# Heated Exterior Mirror problem 00943 00944



## ianlee77 (Jan 1, 2002)

I have a '00 Beetle.
What should I check to troubleshoot the heated mirror?
Heating function on neither side is working.
Thanks,
Ian
Fault code:
Address 46: Central Conv.
Controller: 1J0 959 799 AJ
Component: 5X Zentral-SG Komf. 0001
Coding: 00256
Shop #: WSC 00066
2 Faults Found:
00943 - Heated Exterior Mirror: Driver Side (Z4)
35-00 - -
00944 - Heated Exterior Mirror: Passenger Side (Z5)
35-00 - -


----------



## Dave928 (Feb 11, 2000)

99% of the time it's the heating element in the glass. just replace them.


----------



## joako (Jun 30, 2002)

That probably is the case. I would use a mult-meter to make sure current is getting to the mirror before replacing it.


----------



## [email protected] (Jun 5, 2002)

*Re: (David R. Hendrickson)*


_Quote, originally posted by *David R. Hendrickson* »_99% of the time it's the heating element in the glass. just replace them.

And keep your switch pointed to either the left or the right side mirror, leaving it in the middle keeps the heating element on all the time (notice the "defroster" symbol in the middle). http://****************.com/smile/emthup.gif


----------



## Dave928 (Feb 11, 2000)

*Re: ([email protected])*

i've had customers complain when i turn them off. when i explain how much it costs to replace them, they don't care, they want them on...


----------



## protijy337 (Mar 12, 2003)

*Re: (David R. Hendrickson)*


_Quote, originally posted by *David R. Hendrickson* »_i've had customers complain when i turn them off. when i explain how much it costs to replace them, they don't care, they want them on...
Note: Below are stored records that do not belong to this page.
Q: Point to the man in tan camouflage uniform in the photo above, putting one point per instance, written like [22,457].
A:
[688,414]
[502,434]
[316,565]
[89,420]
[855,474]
people = stupid like Paris Hilton = ?


----------



## armani1975 (Jan 13, 2005)

*Re: (protijy337)*

I liek to know where is the heated mirror ON and OFF switch for a 1998 PASSAT. I own a jetta I see the middle sigtn for the heated mirrors being ON and left or right side is OFF. However for the 1998 PASSAT the mirrors are heated but it seems that they are always ON is this true?


----------